I believe you can love your home just the way it is, AND have the power to design and make big changes to make it better.
I'm also the author of DIY Wardrobe Makeovers!

How to install basic open kitchen shelves (over tile a tile backsplash wall!)

We tore out the upper cabinets along the window wall of our kitchen in favor of a dramatic vent hood and open shelving. I like the look, the cabinets weren't that attractive (even if we had painted them like we did the rest), and they would let us show off our tile wall!

I did a little research on how to install shelves on a wall of tile (various results--you can put the hardware under the tile for floating shelves, even) but mostly just charged ahead with the plan and decided to figure it out later.

So the time finally came the other week, and we had to buy brackets, shelving, and tools for installing into our tile wall! It ended up working out fabulously and I'm here to share our steps with you!

How to install open kitchen shelves over tile

You will need:

  • 10" deep board (we did three 30" out of an 8' long piece of pine that was about $15)
  • Power sander and sandpaper
  • Butcher block oil or conditioner
  • 8" deep brackets (like these or these)
  • Long black screws (we had a hard time finding black ones so ended up using 2.5" exterior screws)
  • Short black screws (we bought two packages of bracket screw packs that come with long screws we didn't use)
  • Diamond-tipped drill bit, 5/16" for regular size 8 or 9 screws (we used this one)
  • Basic tools--masking tape, pen, measuring tape, level
  • Only if you don't know where the studs are: drywall anchors


1. Cut the boards to length. We used a chop saw but had to cut one side, rotate 180 degrees, and very carefully line it up to cut the other side. We did need to sand the cut edges to even them out. 

2. Oil the shelves the way you would a butcher block cutting board or counter. We wanted to go with a natural wood look so didn't want to stain the shelves, but the oil or conditioner keeps them from drying out and makes them easier to clean.

3. Measure bracket placement. (NOTE: Before installing the tile we had measured and noted the stud location, so we knew we would drill into the studs with our brackets.

Mark locations, but cover with Xs of masking tape to protect the rest of the tile from cracking or scratches from the drill bit.

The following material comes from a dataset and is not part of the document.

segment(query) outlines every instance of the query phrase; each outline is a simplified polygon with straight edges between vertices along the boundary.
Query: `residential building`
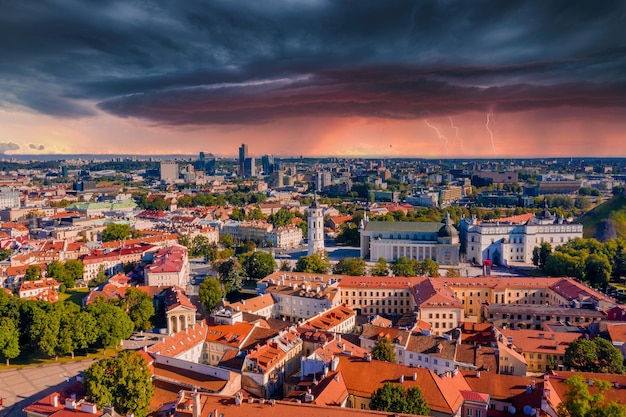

4. Drill top bracket holes on ONE side only. To drill through tile, start the diamond drill bit at an angle until you make an indentation. Then right the drill and drill straight through.

We did three shelves; at this first step only drill the top bracket holes of all one side of the shelves.

5. Dry fit shelves on all three brackets. Put a shelf on each bracket, hold another bracket under the other side, and using a level, check placement of other side holes. We definitely adjusted them a little.

6. Drill other side top holes.

7. Mark bottom holes. Put a shelf on each set of brackets and use a level on the top of the shelf and each bracket to make sure they're straight up and down. Put tape under each approximate bracket hole and mark on top of the tape.

8. Drill bottom holes.

9. Mark hole placement on shelves. They will all be slightly different, so keep the top, middle, and bottom shelves straight.

10. Carefully drill about 1/4" deep pilot holes into shelves on your marks.

11. Screw in small screws to anchor shelves in place. 

That's it for the construction part! Now's the harder/artistic part--styling them!! I think that will be an evolving process for us but for starters it is SO nice to have commonly used dishes right above the dishwasher (instead of on the counter on the opposite side of the kitchen where they were for months before we did the tiling and shelves). Hoorah!